Topic Modelling via Community Mining of Term Co-occurrence Networks
Date
Author
Institution
Degree Level
Degree
Department
Supervisor / Co-Supervisor and Their Department(s)
Citation for Previous Publication
Link to Related Item
Abstract
Topic modelling seeks to uncover the conceptual and thematic content of collections of documents. These topics can be used as features for document indexing and classification. However, topic models are increasingly important as tools of applied research. As we seek to develop agents capable of having real conversations with humans, topic models are needed to control topic drift and guide the conversation. Unfortunately, the most popular topic models in use today do not provide a suitable topic structure for these purposes and the state-of-the-art models based on neural networks suffer from many of the same drawbacks while requiring specialized hardware and many hours to train.
We take a fundamentally different approach to topic modelling. Our algorithm, Community Topic, is based on mining communities of terms from term-occurrence networks extracted from the documents. In addition to providing interpretable collections of terms as topics, the network representation provides a natural topic structure.
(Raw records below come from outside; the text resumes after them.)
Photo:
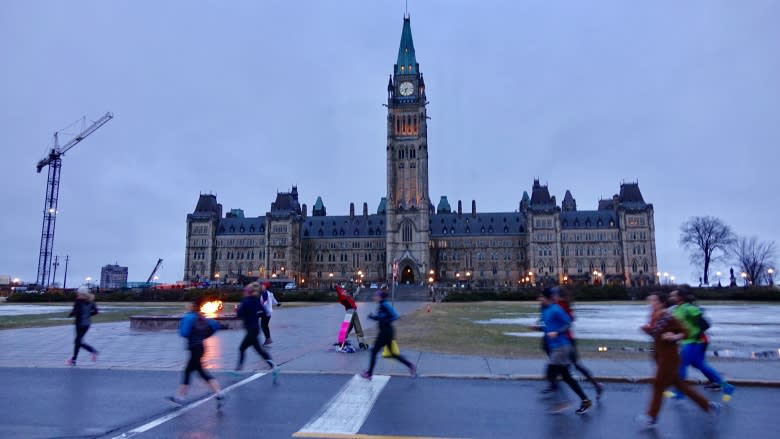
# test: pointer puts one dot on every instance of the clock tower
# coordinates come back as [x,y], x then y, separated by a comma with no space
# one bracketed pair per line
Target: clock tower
[408,203]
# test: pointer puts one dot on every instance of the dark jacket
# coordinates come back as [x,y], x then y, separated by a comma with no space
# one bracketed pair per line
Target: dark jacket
[83,310]
[248,310]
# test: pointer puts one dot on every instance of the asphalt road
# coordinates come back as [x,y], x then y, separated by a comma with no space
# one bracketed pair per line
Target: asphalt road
[75,403]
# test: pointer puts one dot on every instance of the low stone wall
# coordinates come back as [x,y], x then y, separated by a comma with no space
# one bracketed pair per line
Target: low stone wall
[158,323]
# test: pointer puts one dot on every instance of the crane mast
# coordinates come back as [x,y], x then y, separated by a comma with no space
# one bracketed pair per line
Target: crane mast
[54,162]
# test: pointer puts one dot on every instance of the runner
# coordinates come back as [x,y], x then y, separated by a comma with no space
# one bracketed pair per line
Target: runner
[554,323]
[83,309]
[666,332]
[268,301]
[385,314]
[563,299]
[195,328]
[248,310]
[695,344]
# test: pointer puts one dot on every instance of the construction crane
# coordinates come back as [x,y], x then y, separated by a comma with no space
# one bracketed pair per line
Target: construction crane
[54,162]
[156,267]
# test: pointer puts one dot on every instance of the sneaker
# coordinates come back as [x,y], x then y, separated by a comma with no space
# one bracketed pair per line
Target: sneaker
[584,406]
[645,421]
[728,391]
[559,408]
[714,412]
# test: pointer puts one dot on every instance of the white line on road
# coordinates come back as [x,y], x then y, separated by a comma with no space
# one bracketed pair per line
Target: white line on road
[163,419]
[346,412]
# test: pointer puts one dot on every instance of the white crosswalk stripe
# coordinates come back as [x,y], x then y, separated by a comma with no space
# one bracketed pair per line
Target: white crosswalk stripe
[346,412]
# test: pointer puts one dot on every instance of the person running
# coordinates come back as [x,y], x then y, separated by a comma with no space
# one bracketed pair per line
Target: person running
[666,331]
[695,345]
[268,301]
[248,311]
[563,299]
[554,323]
[83,309]
[195,327]
[384,315]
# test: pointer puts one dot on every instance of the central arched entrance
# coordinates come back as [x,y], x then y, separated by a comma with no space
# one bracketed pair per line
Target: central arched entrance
[407,275]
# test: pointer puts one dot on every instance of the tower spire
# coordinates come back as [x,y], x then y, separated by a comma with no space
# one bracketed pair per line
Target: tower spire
[407,62]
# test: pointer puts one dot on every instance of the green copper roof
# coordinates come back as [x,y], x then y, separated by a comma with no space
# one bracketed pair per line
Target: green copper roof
[444,205]
[407,63]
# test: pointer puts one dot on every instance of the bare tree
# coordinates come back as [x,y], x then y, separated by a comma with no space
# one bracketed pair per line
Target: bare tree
[708,239]
[754,257]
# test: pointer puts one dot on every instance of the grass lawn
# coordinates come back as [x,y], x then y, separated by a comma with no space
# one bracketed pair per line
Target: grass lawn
[451,328]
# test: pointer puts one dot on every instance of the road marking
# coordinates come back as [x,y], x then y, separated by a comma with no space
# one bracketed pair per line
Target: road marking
[163,419]
[359,436]
[346,412]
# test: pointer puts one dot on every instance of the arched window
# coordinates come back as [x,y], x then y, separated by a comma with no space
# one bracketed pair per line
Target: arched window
[406,232]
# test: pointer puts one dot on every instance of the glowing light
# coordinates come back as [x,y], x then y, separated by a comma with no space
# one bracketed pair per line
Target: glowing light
[211,308]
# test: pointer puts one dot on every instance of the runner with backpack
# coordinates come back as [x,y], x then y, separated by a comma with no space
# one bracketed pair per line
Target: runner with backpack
[195,327]
[695,344]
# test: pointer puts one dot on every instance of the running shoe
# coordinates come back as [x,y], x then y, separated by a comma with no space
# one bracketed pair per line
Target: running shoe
[645,421]
[559,408]
[714,412]
[584,406]
[713,387]
[728,391]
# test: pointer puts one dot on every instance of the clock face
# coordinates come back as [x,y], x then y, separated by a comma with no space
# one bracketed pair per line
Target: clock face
[406,88]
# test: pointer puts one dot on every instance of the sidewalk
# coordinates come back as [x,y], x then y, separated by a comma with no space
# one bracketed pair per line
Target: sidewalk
[303,338]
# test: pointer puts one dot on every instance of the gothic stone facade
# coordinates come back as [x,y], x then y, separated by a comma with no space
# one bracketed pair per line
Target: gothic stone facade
[540,242]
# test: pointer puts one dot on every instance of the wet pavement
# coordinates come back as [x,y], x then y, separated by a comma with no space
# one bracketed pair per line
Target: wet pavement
[454,396]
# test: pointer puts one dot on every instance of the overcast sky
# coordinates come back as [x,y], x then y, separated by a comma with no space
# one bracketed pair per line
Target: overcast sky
[246,98]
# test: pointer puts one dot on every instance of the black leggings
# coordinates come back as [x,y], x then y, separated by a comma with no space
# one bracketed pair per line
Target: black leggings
[250,339]
[556,370]
[78,343]
[194,365]
[264,325]
[384,338]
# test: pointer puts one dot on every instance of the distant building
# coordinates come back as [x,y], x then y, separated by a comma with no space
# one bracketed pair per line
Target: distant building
[537,242]
[113,276]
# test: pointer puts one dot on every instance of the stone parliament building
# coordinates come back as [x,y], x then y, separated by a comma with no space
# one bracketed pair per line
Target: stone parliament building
[540,242]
The topics form a network, so topic similarity is inferred from the weights of the edges between them. Super-topics can be found by iteratively applying community detection on the topic network, grouping similar topics together. Sub-topics can be found by iteratively applying community detection on a single topic community. This can be done dynamically, with the user or conversation agent moving up and down the topic hierarchy as desired.
We evaluate Community Topic against two contenders. We find that our algorithm detects topics with the highest coherence as measured by two standard automated metrics. Our algorithm has the fastest run time and detects topics in few seconds with no specialized hardware required. It is hyperparameter free and can detect topics at multiple scales. It finds coherent sub- and super-topics at multiple levels. This makes Community Topic an ideal topic modelling algorithm for both applied research and practical applications like conversational agents.